Jay Schalin of the Martin Center reminds readers of an important warning issued in the 1960s.

One of the more notorious campus incidents occurred at Columbia University in 1968. A coalition of student radicals and African American activists took over the president’s office and held a dean hostage to protest the planned building of a new gym in the predominantly black neighborhood surrounding the school. The protest shook the tranquil, insulated Ivy League school to its core.

That year’s graduation ceremonies provided an opportunity for reflection and reconciliation. Historian Richard Hofstadter was selected to give the commencement address. Hofstadter was one of many star academics who taught at Columbia then, along with philosopher Sidney Hook, poet Mark van Doren, anthropologist Margaret Mead, and literary critics Jacques Barzun and Lionel Trilling. But Hofstadter may have been more qualified than the others to give the 1968 address, as he was one of America’s leading authorities on the history of academia.

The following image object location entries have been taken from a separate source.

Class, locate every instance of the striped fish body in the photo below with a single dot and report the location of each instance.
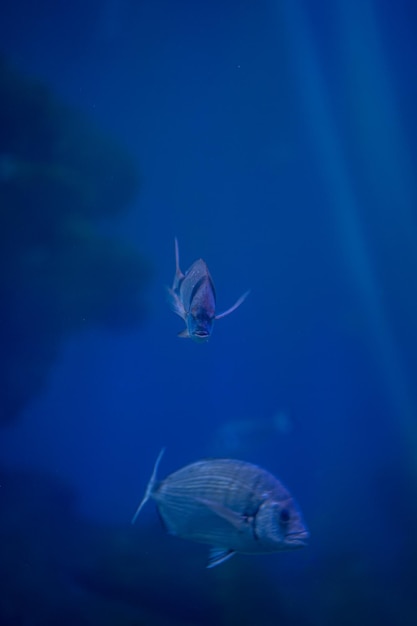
(198, 297)
(193, 298)
(232, 505)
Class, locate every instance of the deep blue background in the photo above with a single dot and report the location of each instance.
(277, 140)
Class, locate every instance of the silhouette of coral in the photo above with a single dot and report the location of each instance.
(58, 173)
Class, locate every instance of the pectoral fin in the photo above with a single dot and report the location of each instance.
(234, 307)
(218, 555)
(223, 511)
(176, 304)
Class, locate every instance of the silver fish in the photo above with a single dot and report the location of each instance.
(232, 505)
(193, 297)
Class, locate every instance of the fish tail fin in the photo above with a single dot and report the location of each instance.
(150, 487)
(234, 307)
(178, 273)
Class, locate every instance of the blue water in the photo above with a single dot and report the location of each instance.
(276, 140)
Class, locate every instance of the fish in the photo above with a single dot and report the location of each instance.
(193, 297)
(232, 505)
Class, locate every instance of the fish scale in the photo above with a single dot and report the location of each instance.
(193, 297)
(232, 505)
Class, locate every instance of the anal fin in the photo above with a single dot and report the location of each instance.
(218, 555)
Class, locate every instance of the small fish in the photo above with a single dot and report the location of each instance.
(192, 297)
(231, 505)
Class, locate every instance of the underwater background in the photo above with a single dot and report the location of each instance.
(277, 140)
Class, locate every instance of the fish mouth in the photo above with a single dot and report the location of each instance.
(297, 539)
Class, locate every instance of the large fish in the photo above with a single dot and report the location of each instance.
(193, 298)
(232, 505)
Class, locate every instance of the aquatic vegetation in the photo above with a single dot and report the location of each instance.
(58, 174)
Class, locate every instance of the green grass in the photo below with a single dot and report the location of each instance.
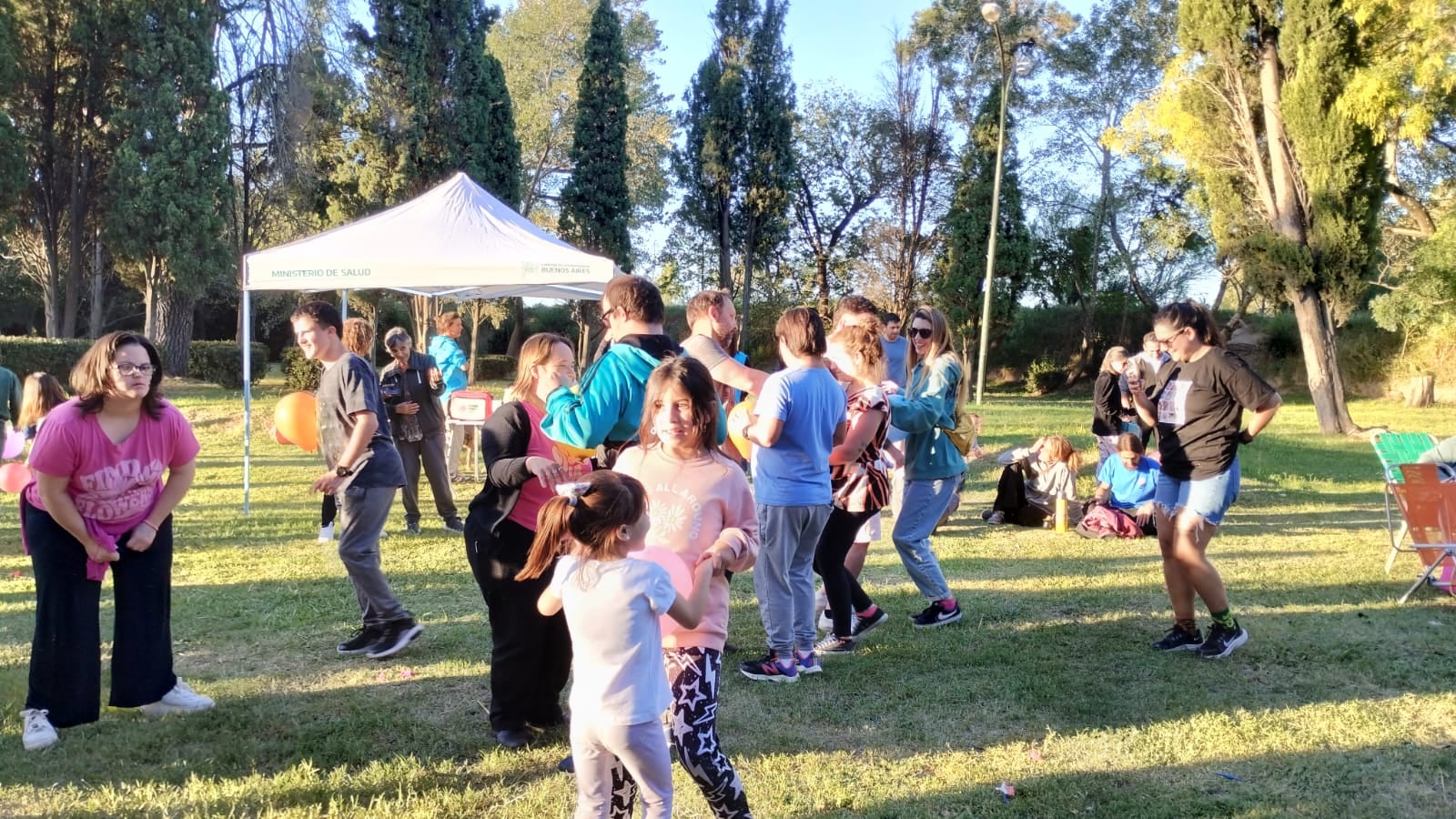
(1340, 705)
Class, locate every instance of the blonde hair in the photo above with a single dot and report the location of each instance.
(43, 392)
(864, 349)
(535, 351)
(1111, 358)
(1062, 450)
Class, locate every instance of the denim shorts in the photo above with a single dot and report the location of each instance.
(1208, 497)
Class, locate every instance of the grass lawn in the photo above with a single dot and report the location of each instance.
(1340, 705)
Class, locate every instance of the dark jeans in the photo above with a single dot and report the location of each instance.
(531, 654)
(66, 652)
(431, 452)
(1011, 499)
(844, 593)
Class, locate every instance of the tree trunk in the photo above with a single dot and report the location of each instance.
(1421, 390)
(1317, 336)
(174, 332)
(513, 347)
(98, 314)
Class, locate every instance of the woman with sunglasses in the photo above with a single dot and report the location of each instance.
(934, 467)
(411, 387)
(99, 501)
(1198, 405)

His 1955 book, The Development of Academic Freedom in the United States, co-authored with his Columbia colleague Walter Metzger, is one of the first sources researchers should access to understand not just the evolution of academic freedom, but the history of American academia in general.

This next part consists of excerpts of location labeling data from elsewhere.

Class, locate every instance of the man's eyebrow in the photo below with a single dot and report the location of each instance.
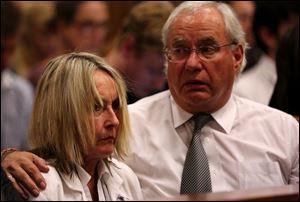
(207, 41)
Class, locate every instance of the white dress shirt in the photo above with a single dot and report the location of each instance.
(257, 83)
(248, 145)
(118, 183)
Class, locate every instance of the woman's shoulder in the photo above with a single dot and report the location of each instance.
(120, 166)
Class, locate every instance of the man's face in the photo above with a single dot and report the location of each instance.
(200, 84)
(89, 28)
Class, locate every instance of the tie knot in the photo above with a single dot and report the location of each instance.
(200, 121)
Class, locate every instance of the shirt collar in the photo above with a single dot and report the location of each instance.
(6, 79)
(224, 117)
(84, 177)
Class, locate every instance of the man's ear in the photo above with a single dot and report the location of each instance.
(238, 55)
(127, 46)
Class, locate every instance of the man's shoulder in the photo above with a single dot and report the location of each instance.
(250, 107)
(151, 101)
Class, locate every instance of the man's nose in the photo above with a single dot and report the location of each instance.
(193, 61)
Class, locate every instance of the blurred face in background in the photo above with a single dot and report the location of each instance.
(149, 76)
(245, 12)
(89, 28)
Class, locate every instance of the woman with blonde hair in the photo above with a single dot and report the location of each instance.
(80, 120)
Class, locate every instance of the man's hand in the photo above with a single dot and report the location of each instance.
(24, 168)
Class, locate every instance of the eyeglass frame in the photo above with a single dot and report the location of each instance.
(198, 51)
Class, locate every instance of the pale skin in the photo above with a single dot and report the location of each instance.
(202, 86)
(106, 126)
(208, 82)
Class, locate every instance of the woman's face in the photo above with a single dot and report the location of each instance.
(107, 118)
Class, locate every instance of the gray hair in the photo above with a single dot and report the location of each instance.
(232, 24)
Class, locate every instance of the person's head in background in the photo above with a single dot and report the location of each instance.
(271, 21)
(10, 30)
(82, 25)
(81, 111)
(245, 12)
(138, 49)
(205, 47)
(38, 40)
(285, 96)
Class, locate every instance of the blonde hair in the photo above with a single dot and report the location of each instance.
(62, 122)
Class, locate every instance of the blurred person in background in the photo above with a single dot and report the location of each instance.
(137, 53)
(271, 21)
(82, 25)
(38, 42)
(16, 92)
(53, 28)
(205, 46)
(245, 11)
(285, 96)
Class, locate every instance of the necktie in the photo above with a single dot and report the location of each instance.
(196, 175)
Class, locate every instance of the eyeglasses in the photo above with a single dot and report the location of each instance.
(207, 52)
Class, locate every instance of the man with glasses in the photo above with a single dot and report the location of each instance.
(244, 144)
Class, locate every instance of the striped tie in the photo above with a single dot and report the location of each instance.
(196, 175)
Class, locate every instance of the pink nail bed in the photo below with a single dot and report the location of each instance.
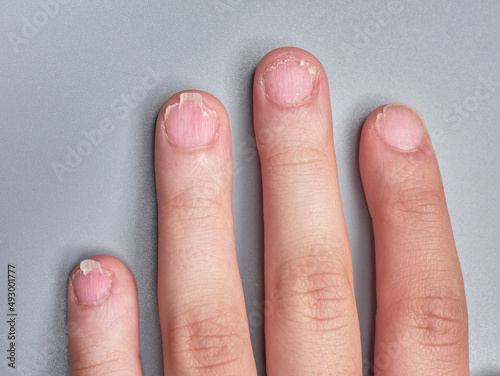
(290, 81)
(91, 284)
(190, 123)
(400, 126)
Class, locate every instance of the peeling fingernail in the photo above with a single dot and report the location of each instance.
(190, 123)
(91, 284)
(290, 81)
(400, 126)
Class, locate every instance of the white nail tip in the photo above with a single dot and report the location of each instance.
(87, 266)
(194, 98)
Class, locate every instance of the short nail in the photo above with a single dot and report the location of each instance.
(290, 81)
(91, 284)
(190, 123)
(400, 126)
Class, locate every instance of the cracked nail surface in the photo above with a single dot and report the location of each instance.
(290, 81)
(189, 123)
(91, 283)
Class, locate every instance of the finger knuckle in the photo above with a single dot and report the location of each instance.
(415, 205)
(98, 361)
(209, 339)
(436, 320)
(313, 292)
(196, 203)
(302, 161)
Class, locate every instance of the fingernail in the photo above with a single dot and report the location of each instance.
(400, 126)
(190, 123)
(290, 81)
(91, 284)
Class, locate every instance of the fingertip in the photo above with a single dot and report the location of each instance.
(103, 317)
(193, 132)
(290, 77)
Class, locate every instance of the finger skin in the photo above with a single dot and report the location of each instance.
(311, 324)
(421, 325)
(201, 305)
(104, 337)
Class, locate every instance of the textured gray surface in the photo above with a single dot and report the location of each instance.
(75, 70)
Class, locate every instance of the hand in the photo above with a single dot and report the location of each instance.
(311, 323)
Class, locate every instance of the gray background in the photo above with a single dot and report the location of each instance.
(67, 72)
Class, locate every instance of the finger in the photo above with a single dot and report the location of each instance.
(202, 310)
(312, 324)
(421, 311)
(103, 319)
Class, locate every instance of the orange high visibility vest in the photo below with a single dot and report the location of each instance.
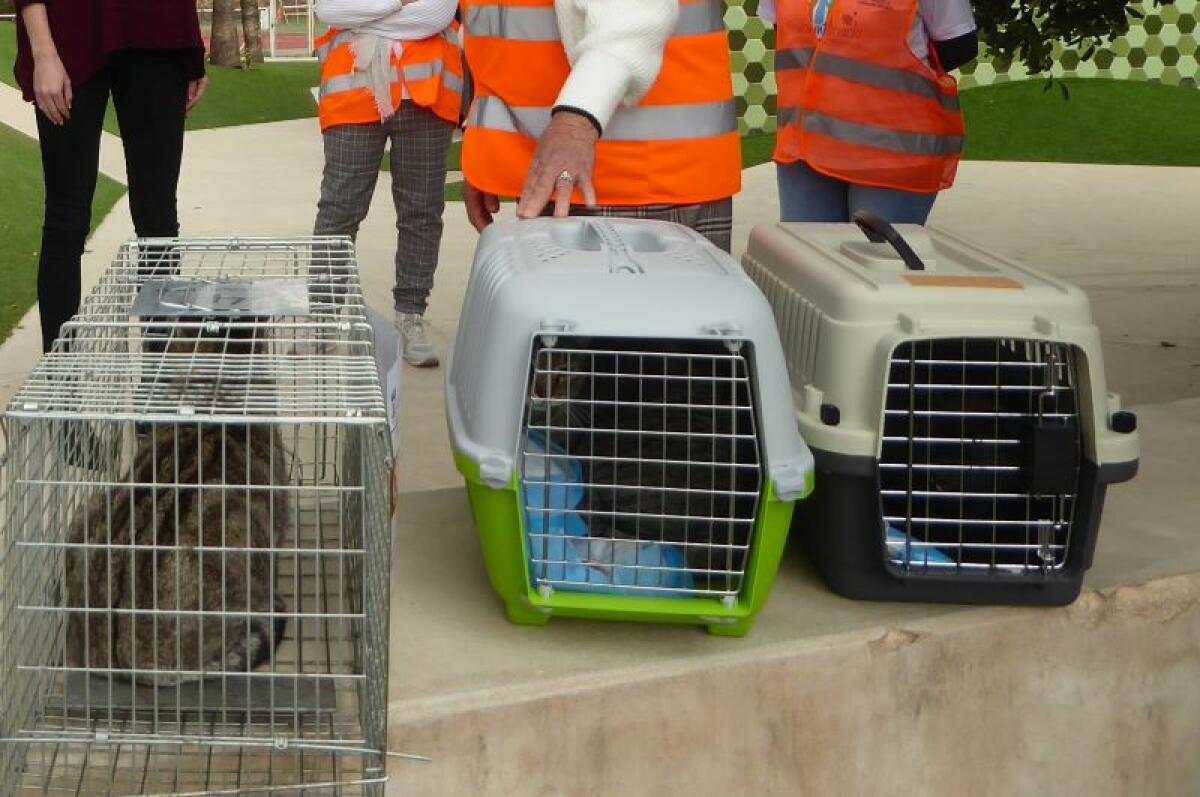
(857, 105)
(430, 69)
(678, 145)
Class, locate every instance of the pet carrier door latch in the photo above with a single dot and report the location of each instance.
(731, 333)
(496, 471)
(791, 480)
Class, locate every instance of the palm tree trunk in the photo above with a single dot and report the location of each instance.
(223, 49)
(251, 31)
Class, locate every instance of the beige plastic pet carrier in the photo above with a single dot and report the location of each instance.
(957, 407)
(197, 533)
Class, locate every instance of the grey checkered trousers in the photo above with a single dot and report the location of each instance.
(419, 145)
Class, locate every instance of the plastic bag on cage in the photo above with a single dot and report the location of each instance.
(563, 552)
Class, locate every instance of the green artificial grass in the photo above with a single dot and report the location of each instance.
(21, 222)
(1101, 121)
(259, 94)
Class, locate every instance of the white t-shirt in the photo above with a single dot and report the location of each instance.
(939, 21)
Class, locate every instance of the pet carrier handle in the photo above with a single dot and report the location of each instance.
(879, 231)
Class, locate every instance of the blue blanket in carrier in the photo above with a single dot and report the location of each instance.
(562, 551)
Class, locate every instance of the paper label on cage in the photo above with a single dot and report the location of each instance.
(184, 298)
(393, 395)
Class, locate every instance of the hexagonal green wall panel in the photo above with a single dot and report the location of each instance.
(1162, 46)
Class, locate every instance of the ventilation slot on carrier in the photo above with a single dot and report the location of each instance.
(981, 456)
(641, 467)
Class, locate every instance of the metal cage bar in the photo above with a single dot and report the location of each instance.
(641, 466)
(964, 424)
(196, 551)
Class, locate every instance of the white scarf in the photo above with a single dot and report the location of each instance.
(372, 57)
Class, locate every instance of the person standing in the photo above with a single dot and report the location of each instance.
(601, 107)
(869, 114)
(71, 57)
(390, 71)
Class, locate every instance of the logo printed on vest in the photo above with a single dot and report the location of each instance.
(821, 16)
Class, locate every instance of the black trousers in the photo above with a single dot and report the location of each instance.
(149, 91)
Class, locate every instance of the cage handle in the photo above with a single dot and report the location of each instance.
(877, 231)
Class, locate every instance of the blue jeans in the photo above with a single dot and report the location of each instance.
(805, 195)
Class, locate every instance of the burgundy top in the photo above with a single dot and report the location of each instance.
(88, 31)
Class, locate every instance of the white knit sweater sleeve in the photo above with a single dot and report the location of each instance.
(615, 48)
(396, 19)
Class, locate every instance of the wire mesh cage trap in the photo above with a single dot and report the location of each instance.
(957, 408)
(195, 557)
(304, 291)
(619, 408)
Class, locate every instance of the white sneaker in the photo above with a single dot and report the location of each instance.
(414, 341)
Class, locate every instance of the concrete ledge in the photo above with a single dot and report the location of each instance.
(826, 696)
(1097, 699)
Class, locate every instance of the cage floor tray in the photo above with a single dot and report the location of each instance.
(229, 694)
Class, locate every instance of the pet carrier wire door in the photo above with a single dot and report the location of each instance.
(958, 411)
(618, 406)
(195, 558)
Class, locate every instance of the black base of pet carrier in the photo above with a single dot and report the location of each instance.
(843, 529)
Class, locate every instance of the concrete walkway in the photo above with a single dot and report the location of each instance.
(515, 711)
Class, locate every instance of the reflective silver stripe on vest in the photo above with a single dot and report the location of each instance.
(351, 82)
(787, 115)
(432, 70)
(453, 82)
(641, 124)
(334, 43)
(540, 24)
(893, 141)
(798, 58)
(882, 77)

Hofstadter had been a Communist Party member in his early career, but gradually shifted his political beliefs to more standard mid-20th century liberalism. The commencement address signified an even greater departure from his leftist past; he saw in the student protests the very sort of “anti-intellectualism” for which he had often criticized the political right. The address is now regarded by many as essential reading for scholars of academic history. It was, in large part, a warning about politicizing the university. …

… He regarded the central defining principle of a university to be its devotion “to inquiry…it exists so that its members may inquire into truths of all sorts.”